New cyberterror threatens AF
The Air Force should slow its modernization plans and rethink its connections to the Internet if it wants to fight off a revolutionary, yet undeveloped, form of cyberterrorism, according to a recently released Rand Corp. report. Terrorist groups are relying increasingly on advanced communications a
The Air Force should slow its modernization plans and rethink its connections to the Internet if it wants to fight off a revolutionary, yet undeveloped, form of cyberterrorism, according to a recently released Rand Corp. report.
Terrorist groups are relying increasingly on advanced communications and network technologies to revolutionize the way they organize and carry out attacks, according to the report, "The New Terrorism." It concludes that terrorist groups will organize into globally dispersed groups connected by the Internet rather than into stand-alone organizations as they are organized now. Rand also concludes that these groups will use new tactics to carry out cyberattacks.
According to the report, which was the result of a year-long proj-ect sponsored by the Air Force's deputy chief of staff for air and space operations, these developments indicate the emergence of a new form of terrorism known as "netwar." According to the report, netwar is quickly changing the way terrorist groups operate and communicate, so it requires government agencies to develop new defensive strategies.
"The rise of networks is likely to reshape terrorism in the Information Age and lead to the adoption of netwar - a kind of Information Age conflict that will be waged principally by nonstate actors," according to the report. "There is a new generation of radicals and activists who are just beginning to create Information Age ideologies. New kinds of actors, such as anarchistic and nihilistic leagues of computer-hacking 'cyboteurs,' may also partake of netwar."
According to the report, one of the best ways to avoid the new cyberterror would be to slow down the pace of modernization. The report concludes that modernization and increased systems integration, particularly in the Air Force, might "undermine the security and safety" of the current information infrastructure.
Netwar relies less on hierarchical command and control organizations and more on dispersed Information Age network designs, according to the report. The report predicts that cyberterrorists will put more effort into building "arrays of transnationally internetted groups" than into developing stand-alone organizations. Terrorist groups "are likely to consist of dispersed groups who communicate, coordinate and conduct their campaigns in an internetted manner without a precise central command," the report concludes.

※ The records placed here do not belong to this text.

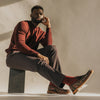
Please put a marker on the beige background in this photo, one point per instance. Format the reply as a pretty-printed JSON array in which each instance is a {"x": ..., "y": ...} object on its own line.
[{"x": 76, "y": 34}]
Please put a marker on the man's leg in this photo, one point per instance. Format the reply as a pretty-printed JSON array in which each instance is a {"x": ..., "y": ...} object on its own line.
[
  {"x": 51, "y": 52},
  {"x": 24, "y": 62},
  {"x": 35, "y": 64}
]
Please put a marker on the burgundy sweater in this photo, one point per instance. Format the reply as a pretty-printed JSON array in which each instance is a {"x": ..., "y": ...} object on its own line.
[{"x": 26, "y": 38}]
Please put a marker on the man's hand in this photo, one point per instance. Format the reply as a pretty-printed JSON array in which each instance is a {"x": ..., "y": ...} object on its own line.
[
  {"x": 44, "y": 58},
  {"x": 46, "y": 22}
]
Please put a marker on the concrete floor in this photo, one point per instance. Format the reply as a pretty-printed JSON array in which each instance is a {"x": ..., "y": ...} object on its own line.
[{"x": 27, "y": 96}]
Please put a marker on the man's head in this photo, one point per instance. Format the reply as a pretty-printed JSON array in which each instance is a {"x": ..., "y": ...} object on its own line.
[{"x": 37, "y": 13}]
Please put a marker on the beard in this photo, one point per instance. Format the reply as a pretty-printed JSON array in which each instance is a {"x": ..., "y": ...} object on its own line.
[{"x": 36, "y": 21}]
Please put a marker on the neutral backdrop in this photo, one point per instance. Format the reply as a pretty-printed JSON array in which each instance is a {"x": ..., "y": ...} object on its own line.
[{"x": 75, "y": 31}]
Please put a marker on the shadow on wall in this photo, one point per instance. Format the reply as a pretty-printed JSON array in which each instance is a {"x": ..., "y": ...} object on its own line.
[
  {"x": 7, "y": 2},
  {"x": 5, "y": 36}
]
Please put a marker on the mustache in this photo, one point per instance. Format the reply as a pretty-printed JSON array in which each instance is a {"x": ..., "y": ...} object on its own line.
[{"x": 37, "y": 21}]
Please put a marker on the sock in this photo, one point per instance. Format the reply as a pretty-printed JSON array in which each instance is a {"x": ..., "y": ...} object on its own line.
[{"x": 69, "y": 80}]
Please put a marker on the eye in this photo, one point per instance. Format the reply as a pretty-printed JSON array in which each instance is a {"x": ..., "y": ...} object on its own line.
[{"x": 41, "y": 13}]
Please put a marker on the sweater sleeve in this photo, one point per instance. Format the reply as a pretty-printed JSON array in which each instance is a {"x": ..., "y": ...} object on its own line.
[
  {"x": 20, "y": 34},
  {"x": 47, "y": 37}
]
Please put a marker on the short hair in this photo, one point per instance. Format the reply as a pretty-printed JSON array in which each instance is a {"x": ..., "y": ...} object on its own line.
[{"x": 36, "y": 7}]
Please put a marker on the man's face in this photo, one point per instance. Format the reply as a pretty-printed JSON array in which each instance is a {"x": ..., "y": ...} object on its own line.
[{"x": 37, "y": 15}]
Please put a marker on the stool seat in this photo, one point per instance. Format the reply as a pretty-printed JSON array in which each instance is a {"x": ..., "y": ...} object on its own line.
[{"x": 16, "y": 81}]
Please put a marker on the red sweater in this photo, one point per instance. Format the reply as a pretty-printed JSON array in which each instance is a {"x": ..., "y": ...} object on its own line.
[{"x": 26, "y": 38}]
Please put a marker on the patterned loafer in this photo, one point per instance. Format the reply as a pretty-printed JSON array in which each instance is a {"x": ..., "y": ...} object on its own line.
[
  {"x": 57, "y": 90},
  {"x": 74, "y": 87}
]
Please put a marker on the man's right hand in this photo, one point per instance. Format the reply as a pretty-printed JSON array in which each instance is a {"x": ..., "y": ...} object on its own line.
[{"x": 44, "y": 58}]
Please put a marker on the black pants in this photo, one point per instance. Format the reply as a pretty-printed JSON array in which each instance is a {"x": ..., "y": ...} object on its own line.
[{"x": 52, "y": 72}]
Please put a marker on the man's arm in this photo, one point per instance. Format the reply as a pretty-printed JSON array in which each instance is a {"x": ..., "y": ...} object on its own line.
[{"x": 19, "y": 36}]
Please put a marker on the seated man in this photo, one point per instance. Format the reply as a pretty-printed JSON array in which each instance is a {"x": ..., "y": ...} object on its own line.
[{"x": 23, "y": 53}]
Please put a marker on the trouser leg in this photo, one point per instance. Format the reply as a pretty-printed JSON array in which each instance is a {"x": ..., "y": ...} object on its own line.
[
  {"x": 24, "y": 62},
  {"x": 51, "y": 52}
]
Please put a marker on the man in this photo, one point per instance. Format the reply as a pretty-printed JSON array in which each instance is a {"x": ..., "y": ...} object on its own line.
[{"x": 23, "y": 53}]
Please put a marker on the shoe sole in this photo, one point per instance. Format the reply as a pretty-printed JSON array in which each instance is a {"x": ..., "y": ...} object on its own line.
[{"x": 76, "y": 90}]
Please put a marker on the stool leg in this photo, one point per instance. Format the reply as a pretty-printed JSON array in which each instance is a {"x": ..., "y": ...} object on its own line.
[{"x": 16, "y": 81}]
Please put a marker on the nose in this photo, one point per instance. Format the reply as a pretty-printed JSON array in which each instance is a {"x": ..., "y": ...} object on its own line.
[{"x": 38, "y": 15}]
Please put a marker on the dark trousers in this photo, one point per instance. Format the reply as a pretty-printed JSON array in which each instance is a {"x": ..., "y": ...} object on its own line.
[{"x": 52, "y": 72}]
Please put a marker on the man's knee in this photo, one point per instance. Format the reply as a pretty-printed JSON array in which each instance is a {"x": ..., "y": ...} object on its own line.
[{"x": 53, "y": 47}]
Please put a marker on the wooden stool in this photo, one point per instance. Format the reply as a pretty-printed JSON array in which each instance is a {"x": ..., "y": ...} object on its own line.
[{"x": 16, "y": 81}]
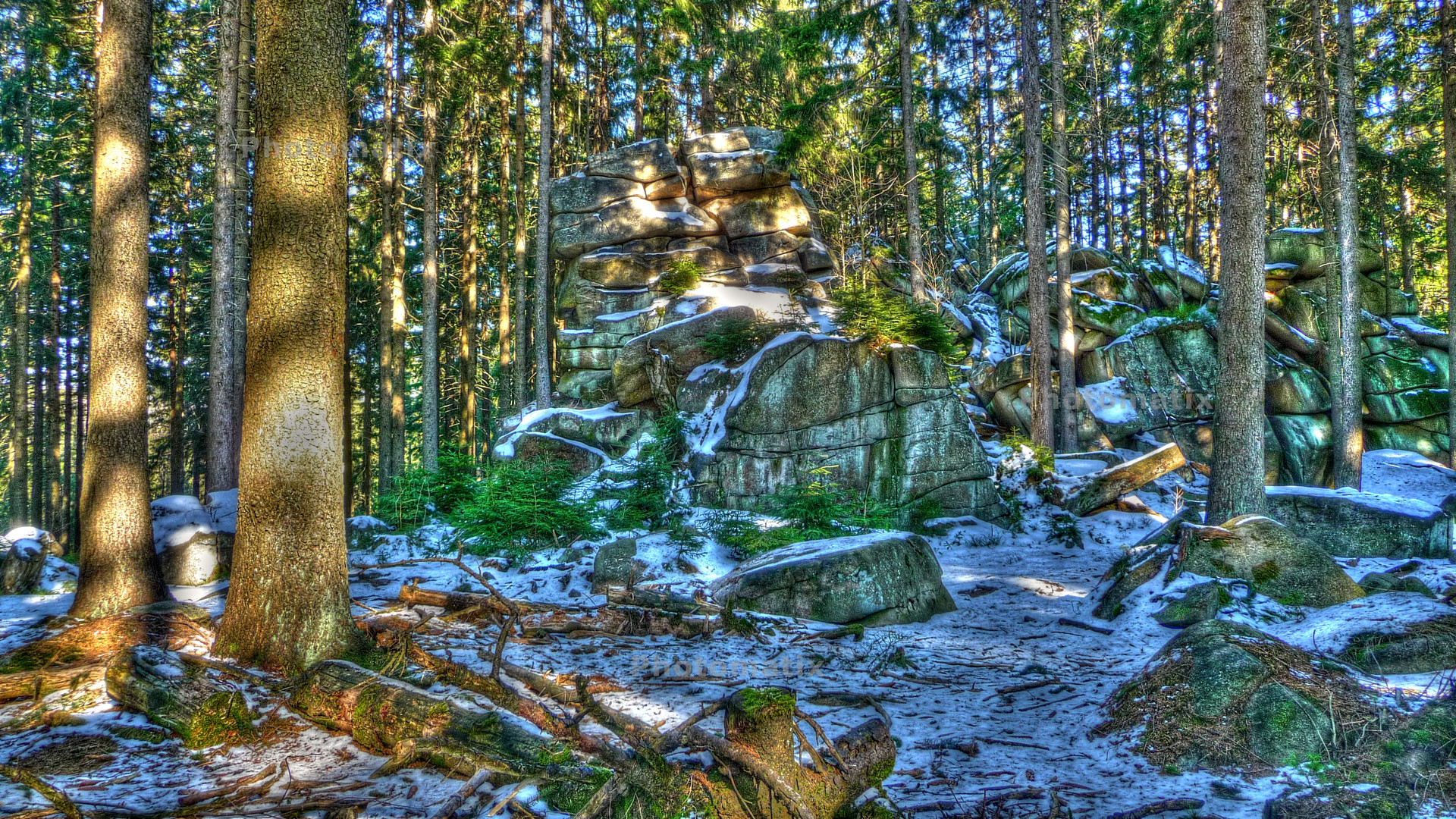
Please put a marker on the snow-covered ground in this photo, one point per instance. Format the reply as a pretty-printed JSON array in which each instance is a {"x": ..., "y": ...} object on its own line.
[{"x": 960, "y": 739}]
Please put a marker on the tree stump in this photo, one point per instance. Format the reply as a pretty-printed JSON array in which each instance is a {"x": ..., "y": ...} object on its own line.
[{"x": 181, "y": 694}]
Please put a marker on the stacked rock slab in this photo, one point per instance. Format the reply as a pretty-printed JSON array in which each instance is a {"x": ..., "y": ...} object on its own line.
[
  {"x": 1147, "y": 357},
  {"x": 723, "y": 202}
]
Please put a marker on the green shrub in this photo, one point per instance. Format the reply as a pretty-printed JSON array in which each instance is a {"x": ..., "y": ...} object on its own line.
[
  {"x": 884, "y": 315},
  {"x": 417, "y": 496},
  {"x": 522, "y": 507},
  {"x": 648, "y": 502},
  {"x": 811, "y": 509},
  {"x": 680, "y": 278},
  {"x": 739, "y": 338}
]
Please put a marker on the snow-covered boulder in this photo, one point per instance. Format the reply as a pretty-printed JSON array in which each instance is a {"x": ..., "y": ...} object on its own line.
[
  {"x": 1382, "y": 634},
  {"x": 873, "y": 579},
  {"x": 1272, "y": 558},
  {"x": 24, "y": 554},
  {"x": 887, "y": 422},
  {"x": 194, "y": 538},
  {"x": 1351, "y": 523},
  {"x": 1223, "y": 694}
]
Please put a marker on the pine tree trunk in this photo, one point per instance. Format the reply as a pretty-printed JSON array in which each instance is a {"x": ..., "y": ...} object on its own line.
[
  {"x": 223, "y": 414},
  {"x": 118, "y": 567},
  {"x": 1062, "y": 180},
  {"x": 469, "y": 267},
  {"x": 1348, "y": 444},
  {"x": 520, "y": 343},
  {"x": 430, "y": 242},
  {"x": 290, "y": 599},
  {"x": 1238, "y": 428},
  {"x": 386, "y": 262},
  {"x": 915, "y": 253},
  {"x": 55, "y": 503},
  {"x": 1449, "y": 130},
  {"x": 544, "y": 273},
  {"x": 1036, "y": 235}
]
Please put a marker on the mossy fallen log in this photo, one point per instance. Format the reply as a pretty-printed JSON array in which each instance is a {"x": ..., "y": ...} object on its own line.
[
  {"x": 181, "y": 694},
  {"x": 383, "y": 714},
  {"x": 1116, "y": 482}
]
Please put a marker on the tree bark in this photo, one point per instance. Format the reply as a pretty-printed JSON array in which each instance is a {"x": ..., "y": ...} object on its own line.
[
  {"x": 520, "y": 343},
  {"x": 20, "y": 319},
  {"x": 223, "y": 414},
  {"x": 430, "y": 242},
  {"x": 544, "y": 273},
  {"x": 1449, "y": 130},
  {"x": 118, "y": 567},
  {"x": 469, "y": 267},
  {"x": 290, "y": 596},
  {"x": 916, "y": 254},
  {"x": 55, "y": 515},
  {"x": 1062, "y": 180},
  {"x": 1348, "y": 444},
  {"x": 1238, "y": 428},
  {"x": 1036, "y": 234}
]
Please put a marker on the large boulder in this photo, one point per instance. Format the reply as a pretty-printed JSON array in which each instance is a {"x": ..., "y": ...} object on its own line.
[
  {"x": 201, "y": 557},
  {"x": 721, "y": 174},
  {"x": 887, "y": 422},
  {"x": 1272, "y": 558},
  {"x": 584, "y": 194},
  {"x": 753, "y": 213},
  {"x": 641, "y": 162},
  {"x": 870, "y": 579},
  {"x": 1351, "y": 523}
]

Middle Eastern terrorist groups, in particular, rely on IT to help carry out attacks and also to help coordinate and support their activities and perception-management campaigns, according to the report. For example, Arab Afghans and the Islamic militant group Hamas have adopted IT as a means to communicate without being detected by counterterrorist officials, according to the report. "Hamas has realized that information can be passed securely over the Internet because it is next to impossible for counterterrorism intelligence to monitor...the flow and content of Internet traffic," according to the report.
This Information Age focus, although not new, seems to be well-suited to small, nonstate terrorist groups, according to a study by Tim Bass, who will present a paper on intrusion detection this month at the IRIS National Symposium on Sensor and Data Fusion, sponsored by Johns Hopkins University's Applied Physics Laboratory. In his paper, Bass, president and chief executive officer of security consulting firm The Silk Road Group, writes, "Adversaries in asymmetrical conflicts are at an advantage in cyberspace because no one dominates, and those in power and authority have only primitive situational knowledge."
The Rand report also predicts that cyberterrorists will use new tactics, such as "swarming," to conduct cyberattacks. Swarming occurs when members of a terrorist group, spread over great distances, electronically converge on a target from multiple directions, coalescing rapidly and stealthily to carry out an attack. This cyberattack is different from the traditional form of attacking in waves, which seeks to deliver a knockout blow from a single direction on the Internet.
Speaking last week at the FedWeb 99 conference in Bethesda, Md., Alan Paller, director of research for the Sans Institute, called the hesitancy of agencies to share information on successful intrusions into government networks "the worst problem facing government agencies."
Agencies don't want to become a security failure example, Paller said, which leads to a lack of communication about what can be done to bolster security.